The Comic Book Creators Guild filed as a New York Domestic Not-For-Profit Corporation on June 6, 1979, and its official membership peaked around 35. Of those official members, only Chris Claremont made a living exclusively through comic books. The sudden drop in demand for freelancers put a stop to any thoughts about unionizing at the time, and never came back with much force. That’s partly because most creators saw their benefits start to improve without collective bargaining, but Adams has also mused that freelancers are too used to working independently to organize effectively. The group is still listed as active in New York State.
In May 2008, all of the current Image Comics partners participated in a joint signing session at a Free Comic Book Day event. They were having a good time and someone mentioned how fun it would be to do something together. Fast forward to SDCC 2008 when they announced “Image United”, a six-issue miniseries with art by six of the seven original founders and scripting by Robert Kirkman, who had recently become a partner too. The series promised to bring together the characters created by the founders, and each character would be drawn by its creator. This would effectively make every page a jam piece, and pretty much every one was instantly skeptical of it staying on schedule. Image had always had a bad reputation for lateness, and these artists were single-handedly responsible for starting it. Nevertheless, everyone promised this would be on time because otherwise it would just be embarrassing – like that time their 10th anniversary project came out right before their 14th birthday. Plus, this miniseries promised to have big impacts on the ongoing series that fed into it.
To put the minds of readers and retailers at ease, an 11-page preview of the first issue was available at SDCC 2009, four months before the issue would be published. In October 2009, “Savage Dragon” #153, “Witchblade” #131, “Invincible” #67, and “Spawn” #197 each contained four pages of a sixteen page prelude that set up the first issue. Then, in November 2009, the first issue appeared right on time with a heap of variant covers. Reviews were pretty average, but it was a novelty and the consensus was that fans were getting exactly what they expected. The next month, issue two also appeared on schedule. Reviews were a little worse as the novelty wore off and the combined art failed to mesh well or tell a smooth story.

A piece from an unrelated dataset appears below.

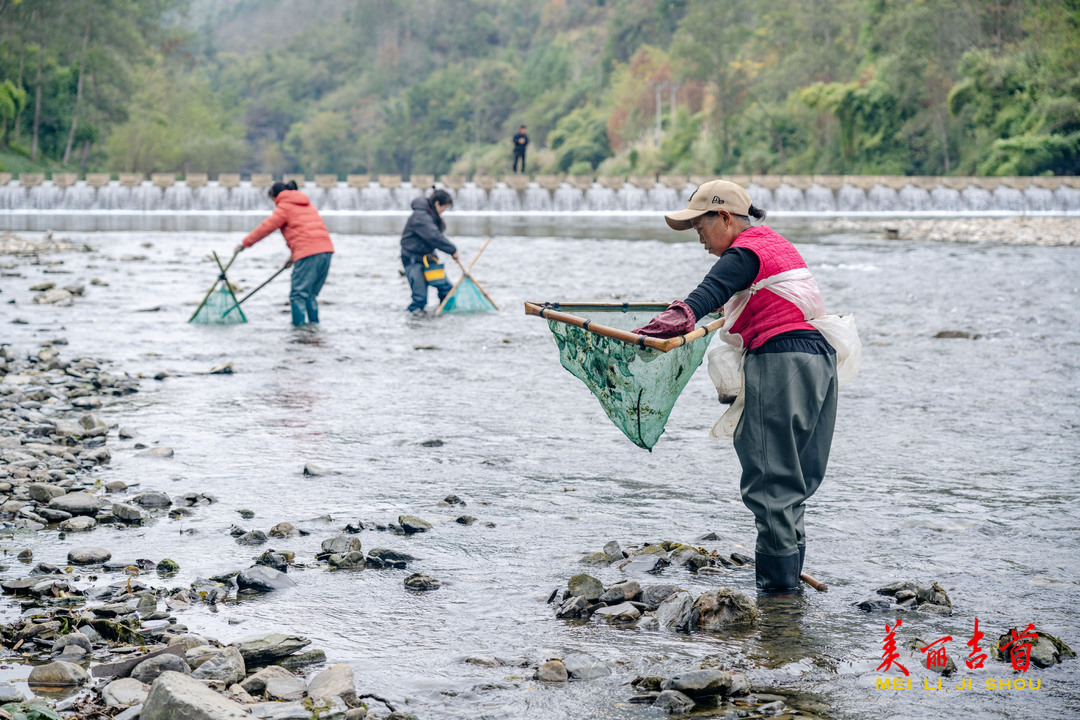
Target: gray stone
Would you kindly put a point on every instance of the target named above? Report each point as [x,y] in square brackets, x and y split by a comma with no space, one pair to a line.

The third issue, due out in January 2010, didn’t show up until August. To fill in the gap, Kirkman whipped out a #0 issue with art by Eric Larson, Whilce Portacio, and Ryan Ottley. Rob Liefeld, who was understandably frustrated and embarrassed, blamed Todd McFarlane and Mark Silvestri for the delay. McFarlane publicly accepted all the blame for it, then worked to redeem himself by being the first one done with issue 4. In January 2011, Larson claimed in an interview that the fourth issue was about 60% done. In March 2011, he was doing layouts for the fifth issue. Another fill-in issue, “Image United: Interlude”, was announced but never released. Although the monthly books have long-since moved on (as have most readers), effort on the miniseries continues. Liefeld tweeted that he was working on pages for it in January 2019. If it’s ever completed, it’ll be fascinating to see what kind of sales it can muster.